Dragutin Vrđuka

Personal information
- Date of birth: 3 April 1895
- Place of birth: Zagreb, Croatia-Slavonia, Austria-Hungary
- Date of death: 23 January 1948 (aged 52)
- Place of death: Zagreb, PR Croatia, FPR Yugoslavia
- Position(s): Goalkeeper

Senior career*
- Years: Team / Apps / (Gls)
- 1918-1924: Građanski Zagreb / 52 / (1)

International career
- 1920–1924: Kingdom of SCS / 7 / (0)

= Dragutin Vrđuka =

Yugoslav footballer (1895–1948)

Dragutin Vrđuka (3 April 1895 – 23 January 1948) was a Yugoslav football goalkeeper. He was the first goalkeeper of the Yugoslavia national football team.
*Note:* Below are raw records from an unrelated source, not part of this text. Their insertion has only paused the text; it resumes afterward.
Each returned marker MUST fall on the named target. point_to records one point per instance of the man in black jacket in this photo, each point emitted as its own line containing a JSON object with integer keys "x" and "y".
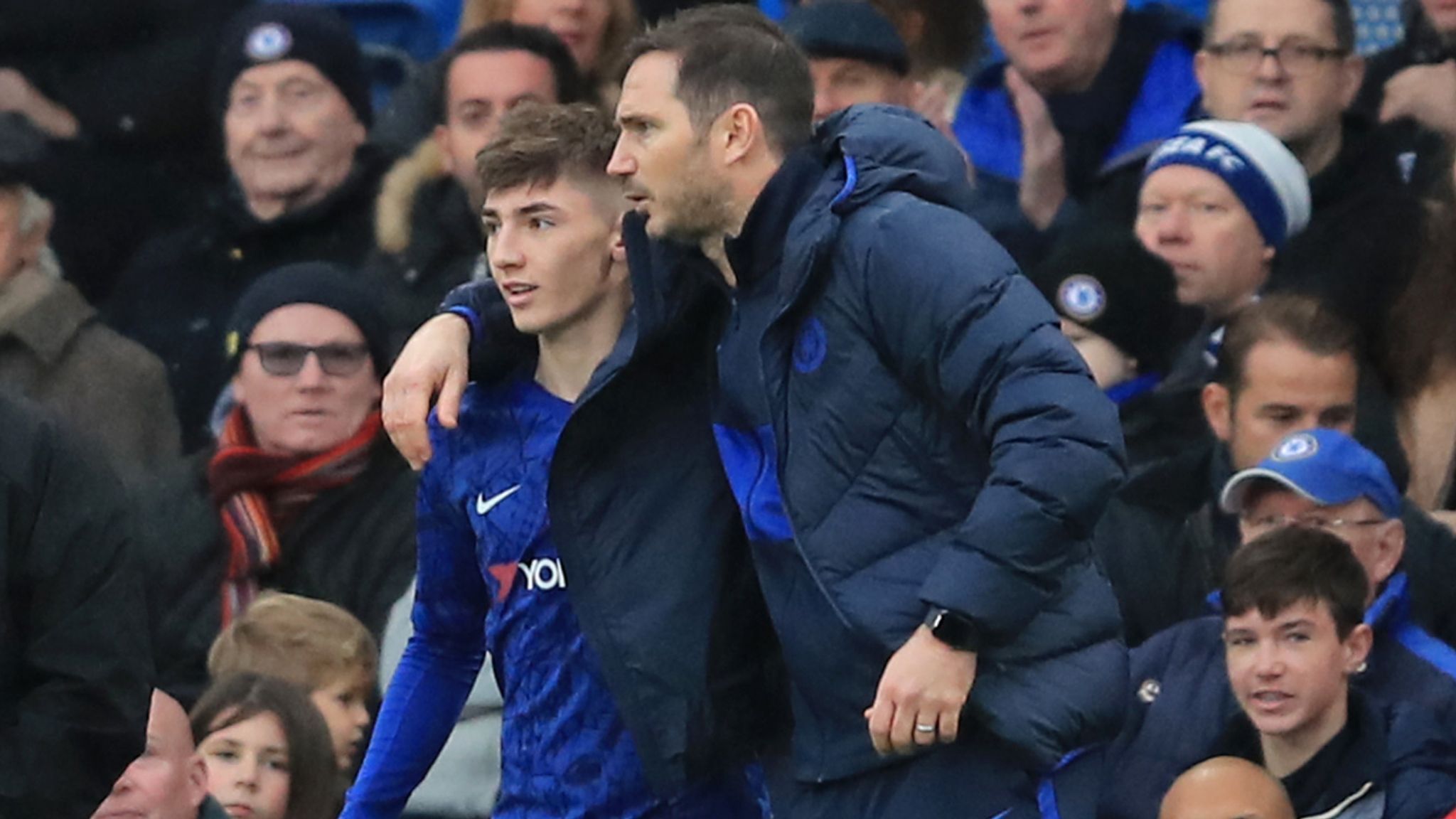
{"x": 300, "y": 490}
{"x": 1415, "y": 79}
{"x": 900, "y": 422}
{"x": 290, "y": 94}
{"x": 75, "y": 658}
{"x": 1286, "y": 365}
{"x": 429, "y": 219}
He played 15 games for the city squad of Zagreb, and seven games for the national team. On the club level he played for Građanski Zagreb. He died on 23 January 1948 from tuberculosis.

==International career==
Vrđuka made his debut for Yugoslavia in an August 1920 Olympic Games match against Czechoslovakia and earned a total of 7 caps, scoring no goals. He played at both the 1920 Summer Olympics and the 1924 Summer Olympics. His final international was in May 1924 at that latter tournament against Uruguay. Remarkably, he both lost his first and last international game 7-0.